If you’re not interested in the Vixid mixer or 3L, then I apologize for my posts over the last couple of weeks, but after a year of touring and creating on someone else’s schedule, I’m very excited to be able to set my own agenda and focus on the things I’m interested in.

Security Cameras setup for Bullet Time

Disclaimers aside, I’ve been working with my cheapie security cameras, feeding them power and conducting their video to somewhere it can be useful. Once wired, the challenge was to get the correct doses of midi to the Vixid, and thus motivate it to output The Crazy.

But now The Crazy is out of the box, so I’ll show you what it looks like, then explain how it came to be.

In putting together this effect I tried both Ableton Live and VDMX to no avail. Both programs were able to send the correct values over the right midi channels, but the VJX control I’m trying to achieve requires sending of distinct CC messages for very precise, quick switching. If I’m aiming for “proper” one-camera-per-frame bullet time, that’s one input every 40 milliseconds. To use 8 cameras I also have to switch inputs for each layer. This switching causes a 2-3 frame freeze on the input – as it puts the video stream in sync – so layer inputs need to be switched when that layer isn’t “active” and currently visible.

These constraints led me to Max/MSP, mostly because I had a review copy already installed on my machine. I’d read through some of the tutorials, but never actually attempted to program anything with Max. So this afternoon was spent traipsing through documentation, patching, and testing. After several near-misses and a realization that I wouldn’t be able to achieve an elegant solution without wasting time studying, I went back and created a brute-force solution using the modules I understood.

(Possibly NSFW due to excessively hacky code)
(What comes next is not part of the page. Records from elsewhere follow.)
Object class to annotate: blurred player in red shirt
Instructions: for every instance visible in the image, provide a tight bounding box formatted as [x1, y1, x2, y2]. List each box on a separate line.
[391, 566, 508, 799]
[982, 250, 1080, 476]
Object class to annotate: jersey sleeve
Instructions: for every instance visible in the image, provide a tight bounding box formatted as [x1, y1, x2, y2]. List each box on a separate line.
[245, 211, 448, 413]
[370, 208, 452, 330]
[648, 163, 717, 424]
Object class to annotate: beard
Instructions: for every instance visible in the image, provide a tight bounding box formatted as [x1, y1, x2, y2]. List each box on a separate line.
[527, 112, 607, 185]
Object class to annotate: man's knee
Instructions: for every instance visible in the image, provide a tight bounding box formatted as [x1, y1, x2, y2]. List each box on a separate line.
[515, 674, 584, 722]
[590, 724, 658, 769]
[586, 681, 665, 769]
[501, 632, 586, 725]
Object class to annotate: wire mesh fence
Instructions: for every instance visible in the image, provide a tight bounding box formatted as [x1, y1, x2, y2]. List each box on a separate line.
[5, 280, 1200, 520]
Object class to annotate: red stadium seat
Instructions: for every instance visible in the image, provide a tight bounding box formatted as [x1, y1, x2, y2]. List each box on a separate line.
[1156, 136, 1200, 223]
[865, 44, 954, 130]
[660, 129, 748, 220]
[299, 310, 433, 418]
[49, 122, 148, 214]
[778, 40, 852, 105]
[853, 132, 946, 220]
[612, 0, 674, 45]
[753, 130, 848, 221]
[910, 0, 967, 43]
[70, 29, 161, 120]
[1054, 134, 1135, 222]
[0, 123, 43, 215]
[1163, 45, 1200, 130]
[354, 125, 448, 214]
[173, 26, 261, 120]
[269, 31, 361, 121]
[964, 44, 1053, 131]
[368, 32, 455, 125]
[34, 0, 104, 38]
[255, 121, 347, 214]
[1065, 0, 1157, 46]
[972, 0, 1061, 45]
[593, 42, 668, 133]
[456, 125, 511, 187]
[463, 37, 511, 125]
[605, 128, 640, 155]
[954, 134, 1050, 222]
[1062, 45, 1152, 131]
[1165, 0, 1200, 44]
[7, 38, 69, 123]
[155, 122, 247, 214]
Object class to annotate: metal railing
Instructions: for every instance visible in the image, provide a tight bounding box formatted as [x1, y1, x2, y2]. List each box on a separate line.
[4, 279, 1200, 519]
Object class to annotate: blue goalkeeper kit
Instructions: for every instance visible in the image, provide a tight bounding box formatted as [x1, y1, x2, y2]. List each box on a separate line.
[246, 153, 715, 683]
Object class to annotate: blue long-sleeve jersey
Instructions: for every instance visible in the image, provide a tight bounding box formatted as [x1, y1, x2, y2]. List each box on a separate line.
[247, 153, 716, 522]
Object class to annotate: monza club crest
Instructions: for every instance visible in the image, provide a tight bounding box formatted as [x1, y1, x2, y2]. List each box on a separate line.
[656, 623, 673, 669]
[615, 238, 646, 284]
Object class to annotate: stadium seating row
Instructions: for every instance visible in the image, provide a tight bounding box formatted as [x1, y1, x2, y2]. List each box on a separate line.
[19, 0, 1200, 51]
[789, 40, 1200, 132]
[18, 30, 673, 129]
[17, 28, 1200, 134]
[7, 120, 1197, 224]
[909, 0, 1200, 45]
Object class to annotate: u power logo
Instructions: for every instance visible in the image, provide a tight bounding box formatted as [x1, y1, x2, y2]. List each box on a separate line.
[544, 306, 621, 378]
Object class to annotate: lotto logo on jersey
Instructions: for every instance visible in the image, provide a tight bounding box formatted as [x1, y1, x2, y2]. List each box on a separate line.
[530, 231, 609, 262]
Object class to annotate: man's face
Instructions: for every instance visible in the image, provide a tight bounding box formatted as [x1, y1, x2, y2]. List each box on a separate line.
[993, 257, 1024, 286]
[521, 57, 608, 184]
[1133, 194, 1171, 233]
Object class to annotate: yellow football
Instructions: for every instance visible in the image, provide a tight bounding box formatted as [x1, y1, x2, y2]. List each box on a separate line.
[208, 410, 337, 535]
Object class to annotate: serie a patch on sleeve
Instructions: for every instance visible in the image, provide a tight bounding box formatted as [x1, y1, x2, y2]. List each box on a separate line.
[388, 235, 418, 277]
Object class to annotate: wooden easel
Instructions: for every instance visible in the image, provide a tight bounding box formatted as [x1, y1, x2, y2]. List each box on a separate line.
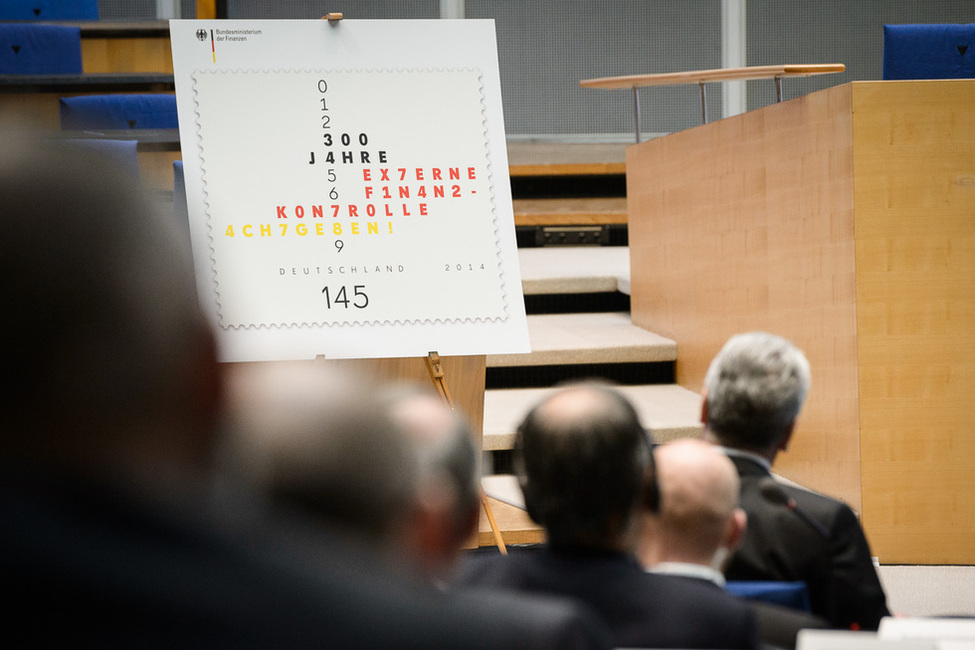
[426, 352, 507, 555]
vixid sequence manual 16.jpg

I know, it’s frightening, but it’s my first, and it most definitely works. The controls being sent go like this:

Put Track 1 on top, Select Input 1 on Track 4.
Put Track 2 on top, Select Input 2 on Track 1.
Put Track 3 on top, Select Input 2 on Track 2.
Put Track 4 on top, Select Input 2 on Track 3.
Put Track 1 on top, Select Input 2 on Track 4.
Put Track 2 on top, Select Input 1 on Track 1.
Put Track 3 on top, Select Input 1 on Track 2.
Put Track 4 on top, Select Input 1 on Track 3.
(To learn how the VJX Tracks and Inputs work, watch Vixid101)

The input switching happens immediately after the track has been hidden. This is to give as much time as possible for the new input to sync. The top slider is used to set the metronome time, which controls the interval between messages. For initial setup and coding I put cards numbered 1-8 in front of the cameras, so I could quickly see if things were happening in the correct order. Decreasing the metronome time to output a blur of images, I recorded the video through my Blackmagic Intensity Pro so I could step through frame by frame.

(Download the original file to be able to step through frame-by-frame)

At this stage, the fastest consistent switching I can achieve is around 100ms (3 frames) per camera. Below this speed I start to get duplicate frames, skipped inputs and other unfortunate glitches. I’m not sure if this is due to latency in Max, the midi coming from my battered BCR2000, or the security cameras’ dodgy signals, but I have it on good authority that the VJX should technically be able to do frame-by-frame switching, so we’ll see what happens with some more decent gear, setup time, and patching prowess.

Roughness aside, this really is a powerful technique, both for live and studio use, and it’s not just relevant to Vixid-owners. The Edirol V8 – while considerably less flexible – has midi capabilities, and should be able to achieve something similar. I’ll be trying some more variations on this theme, and expanding to the full 16 cameras as well.